Park and ride discussion slated for later this month

By Tom Gresham
Observer staff

Town Manager Rick McGuire told the Selectboard last week that a meeting to address a new study for a proposed park and ride facility in Williston has been postponed.

Town officials have been frustrated with the slow pace of progress on studying a park and ride for Williston. The meeting, now set for later this month, will include a committee and a consultant selected to assist with reopening a scoping study for the project.

Last summer, the town asked the state to reopen a study done in 2000 that examined potential locations for a park and ride in Williston. The original study selected a field behind the state police barracks on Vermont Route 2A as the best site for the project. The field is part of the Maple Tree Place property.

Several obstacles exist for the property, including questions of right of way with Maple Tree Place and the traffic volumes on Vermont Route 2A. The steering committee asked the state to continue to evaluate the chosen site, while investigating other possible sites, too.

Municipal officials believe a park and ride facility would help ease the volume of traffic on Williston’s roads, particularly at the Interstate 89 interchange.


Local option taxes

Williston enjoyed a strong first quarter to 2005 in returns from its local option taxes.

The 1 percent sales tax brought in $598,386 in revenue to the town in January through March – a sharp increase over the $520,933 the tax generated for Williston from last year over the same period. The town also received $51,007 in rooms and meals tax returns, amounting to a 22 percent increase over the same quarter of last year.

In all, the local option taxes have produced $2,216,666 in revenue for the town in the current fiscal year, which ends June 30. The town had projected $2.3 million in revenue from the taxes. Now, Susan Lamb, the town treasurer, said a surplus of approximately $400,000 seems likely.

The 1 percent local option sales tax was added to the existing 5 percent state sales tax on July 1, 2002. The town receives 80 percent of the revenue produced by the tax; the state keeps the remainder in return for handling administration of the tax.

Williston added a 1 percent local rooms and meals tax onto the existing 9 percent state rooms and meals tax on July 1, 2003.

Williston used revenues from the local option taxes to lower the municipal property tax rate from $0.33 to $0.08 for the 2004-05 fiscal year.


Brennan Woods speeders

Stephen Casale became the second Brennan Woods resident in about a month to appear before the Selectboard to voice his distress at traffic speeds in the large residential development.

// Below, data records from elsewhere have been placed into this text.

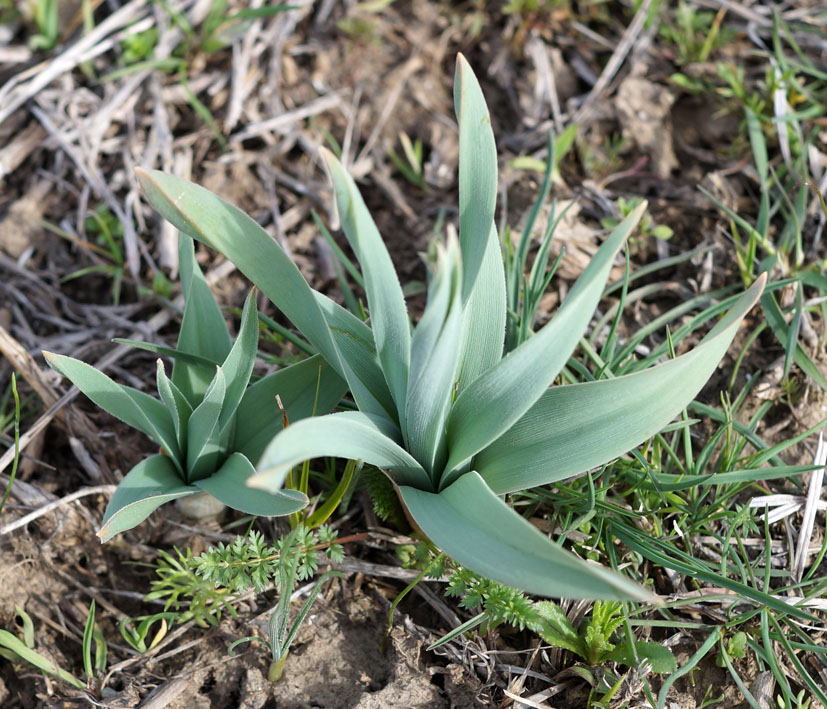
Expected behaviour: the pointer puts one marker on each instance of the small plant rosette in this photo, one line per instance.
(210, 421)
(454, 423)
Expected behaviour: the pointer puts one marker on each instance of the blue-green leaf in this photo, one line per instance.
(131, 406)
(177, 405)
(307, 388)
(491, 404)
(229, 485)
(226, 228)
(388, 313)
(146, 487)
(203, 330)
(203, 439)
(351, 435)
(363, 371)
(435, 360)
(484, 316)
(477, 172)
(576, 427)
(238, 367)
(476, 528)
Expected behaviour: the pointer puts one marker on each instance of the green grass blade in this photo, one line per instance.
(146, 487)
(86, 646)
(352, 435)
(576, 427)
(476, 528)
(664, 554)
(388, 312)
(229, 485)
(10, 642)
(506, 390)
(775, 317)
(477, 172)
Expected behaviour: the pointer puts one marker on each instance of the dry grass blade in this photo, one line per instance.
(814, 493)
(586, 110)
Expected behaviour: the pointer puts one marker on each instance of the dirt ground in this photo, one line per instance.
(354, 76)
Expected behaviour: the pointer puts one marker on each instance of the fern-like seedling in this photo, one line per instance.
(251, 562)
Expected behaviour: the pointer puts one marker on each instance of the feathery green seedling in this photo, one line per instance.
(594, 643)
(453, 423)
(185, 593)
(251, 563)
(93, 651)
(210, 422)
(411, 166)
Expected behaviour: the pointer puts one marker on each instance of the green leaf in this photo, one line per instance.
(477, 172)
(476, 528)
(171, 352)
(226, 228)
(434, 363)
(203, 331)
(238, 367)
(229, 485)
(659, 658)
(10, 642)
(775, 318)
(484, 316)
(258, 418)
(175, 401)
(388, 313)
(556, 629)
(203, 443)
(352, 435)
(146, 487)
(491, 404)
(131, 406)
(364, 373)
(576, 427)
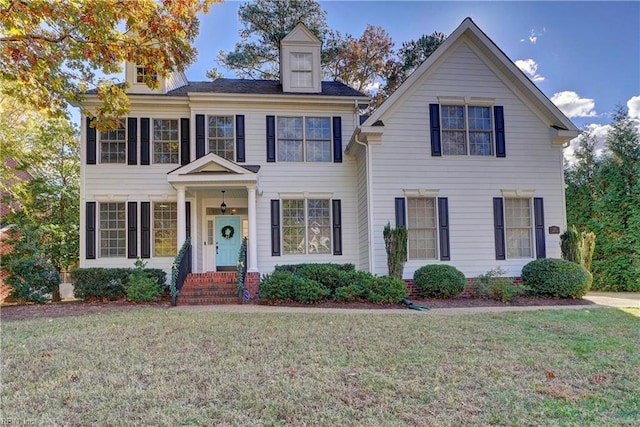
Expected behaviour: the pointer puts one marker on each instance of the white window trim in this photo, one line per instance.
(437, 224)
(306, 225)
(466, 102)
(304, 138)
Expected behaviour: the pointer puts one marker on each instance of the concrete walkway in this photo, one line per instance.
(599, 299)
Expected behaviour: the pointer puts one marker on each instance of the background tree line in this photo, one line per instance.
(603, 196)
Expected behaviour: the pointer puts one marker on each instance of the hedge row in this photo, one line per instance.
(108, 283)
(311, 283)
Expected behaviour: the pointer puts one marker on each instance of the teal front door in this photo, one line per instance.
(228, 238)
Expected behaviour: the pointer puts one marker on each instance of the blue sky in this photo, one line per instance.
(585, 56)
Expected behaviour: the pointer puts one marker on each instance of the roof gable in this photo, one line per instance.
(301, 34)
(493, 54)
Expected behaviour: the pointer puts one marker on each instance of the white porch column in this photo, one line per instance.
(253, 239)
(182, 217)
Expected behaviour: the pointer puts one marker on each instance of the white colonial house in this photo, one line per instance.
(467, 154)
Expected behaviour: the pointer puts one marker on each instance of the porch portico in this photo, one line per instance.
(215, 235)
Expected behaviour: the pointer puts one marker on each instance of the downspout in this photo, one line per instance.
(367, 150)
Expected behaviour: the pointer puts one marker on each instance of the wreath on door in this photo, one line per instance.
(227, 231)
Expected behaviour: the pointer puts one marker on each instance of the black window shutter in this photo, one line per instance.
(240, 151)
(434, 122)
(337, 226)
(144, 141)
(200, 137)
(132, 230)
(498, 116)
(91, 142)
(538, 219)
(132, 141)
(145, 225)
(275, 227)
(443, 228)
(185, 155)
(337, 139)
(90, 227)
(271, 139)
(187, 212)
(498, 223)
(401, 217)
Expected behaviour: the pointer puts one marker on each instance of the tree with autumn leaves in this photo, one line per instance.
(52, 52)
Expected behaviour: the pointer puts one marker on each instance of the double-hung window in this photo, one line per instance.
(422, 226)
(112, 230)
(301, 70)
(304, 139)
(113, 144)
(166, 141)
(306, 226)
(221, 138)
(165, 228)
(518, 227)
(466, 130)
(143, 73)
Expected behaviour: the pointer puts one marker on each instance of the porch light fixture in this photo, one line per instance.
(223, 205)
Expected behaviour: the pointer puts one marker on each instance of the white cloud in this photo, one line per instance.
(534, 34)
(530, 67)
(598, 131)
(572, 105)
(633, 105)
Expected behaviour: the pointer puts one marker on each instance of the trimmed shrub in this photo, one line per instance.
(32, 279)
(439, 281)
(387, 290)
(354, 286)
(308, 290)
(550, 277)
(277, 286)
(108, 283)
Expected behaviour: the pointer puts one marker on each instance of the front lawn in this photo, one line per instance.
(171, 367)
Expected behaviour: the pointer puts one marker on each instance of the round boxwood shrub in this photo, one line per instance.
(550, 277)
(277, 286)
(439, 281)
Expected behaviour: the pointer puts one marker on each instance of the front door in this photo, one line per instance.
(228, 236)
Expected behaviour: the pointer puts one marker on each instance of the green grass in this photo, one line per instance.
(171, 367)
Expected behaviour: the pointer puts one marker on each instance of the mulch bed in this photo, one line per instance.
(75, 308)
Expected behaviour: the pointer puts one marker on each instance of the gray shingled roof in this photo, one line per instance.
(259, 87)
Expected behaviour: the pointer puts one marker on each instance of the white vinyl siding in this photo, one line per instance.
(422, 228)
(113, 144)
(113, 231)
(221, 136)
(518, 224)
(466, 129)
(166, 143)
(165, 229)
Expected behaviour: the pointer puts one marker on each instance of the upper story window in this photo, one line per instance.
(422, 228)
(221, 137)
(518, 227)
(304, 139)
(301, 70)
(166, 141)
(113, 145)
(143, 73)
(466, 130)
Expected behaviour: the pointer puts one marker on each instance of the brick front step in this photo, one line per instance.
(183, 301)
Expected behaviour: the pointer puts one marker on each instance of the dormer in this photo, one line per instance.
(300, 61)
(135, 77)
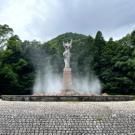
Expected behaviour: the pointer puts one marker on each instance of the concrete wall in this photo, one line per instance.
(66, 98)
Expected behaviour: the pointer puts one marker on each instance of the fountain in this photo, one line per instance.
(68, 92)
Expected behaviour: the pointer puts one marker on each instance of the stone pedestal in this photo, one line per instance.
(67, 83)
(67, 79)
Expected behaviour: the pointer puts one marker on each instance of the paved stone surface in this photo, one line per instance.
(67, 118)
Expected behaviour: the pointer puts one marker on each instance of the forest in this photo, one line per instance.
(113, 62)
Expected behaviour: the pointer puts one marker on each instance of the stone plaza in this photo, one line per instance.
(67, 118)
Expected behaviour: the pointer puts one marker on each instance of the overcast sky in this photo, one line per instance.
(45, 19)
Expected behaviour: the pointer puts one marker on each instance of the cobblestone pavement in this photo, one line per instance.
(67, 118)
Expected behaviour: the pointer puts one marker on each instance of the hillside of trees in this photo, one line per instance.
(113, 62)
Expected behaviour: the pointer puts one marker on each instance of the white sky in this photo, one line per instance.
(45, 19)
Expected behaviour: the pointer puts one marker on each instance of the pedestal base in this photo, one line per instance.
(67, 83)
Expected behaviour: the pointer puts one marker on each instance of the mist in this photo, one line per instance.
(49, 75)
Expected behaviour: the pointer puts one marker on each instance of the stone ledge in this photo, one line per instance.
(66, 98)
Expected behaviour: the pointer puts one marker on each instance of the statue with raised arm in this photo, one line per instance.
(67, 53)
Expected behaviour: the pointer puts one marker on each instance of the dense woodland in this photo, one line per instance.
(113, 62)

Casale brought along his two children, Sadie and Cole, to the Selectboard’s June 6 meeting to talk to the board about what he described as the frequently excessive speed of traffic in the development’s streets.

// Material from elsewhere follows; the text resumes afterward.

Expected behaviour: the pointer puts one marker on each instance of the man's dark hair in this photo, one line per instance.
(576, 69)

As an example, Casale said a pizza delivery driver was clocked going 50 miles per hour through the neighborhood. He said Sadie was in danger of being struck by the vehicle.

Casale noted that Brennan Woods currently has some “hot tempers” about the speed of traffic in its neighborhood.

“It’s only a matter of time before there is an altercation over this,” Casale said.

Fred Reiner, a Brennan Woods resident, had visited the Selectboard to register his concerns with traffic in the neighborhood in May. The town has worked with a consultant to formulate a traffic-calming plan for Brennan Woods. It sent the proposal to the Brennan Woods Homeowners Association for comment in April.

Casale thanked the Selectboard for the town’s work toward installing traffic calming measures. The town cannot move forward with any proposed measures until it assumes ownership of the development’s roads. Snyder Companies, the developer of Brennan Woods, still owns the roads.

“I find it frustrating that we’re not able to do more,” Selectboard member Ted Kenney.


Allen Brook study

The town will pay $6,000 a year for the next five years in an effort to document stream conditions at the Allen Brook.

The town’s expenses cover about half of the cost for the project, which involves the installation of a stream gauge in the Allen Brook. Participating agencies include the Agency of Natural Resources, the Agency of Transportation and the U.S. Geological Survey.

Selectboard member Jeff Fehrs asked whether the funds were available for the town to participate in the project. Town Manager Rick McGuire said the money was in the budget.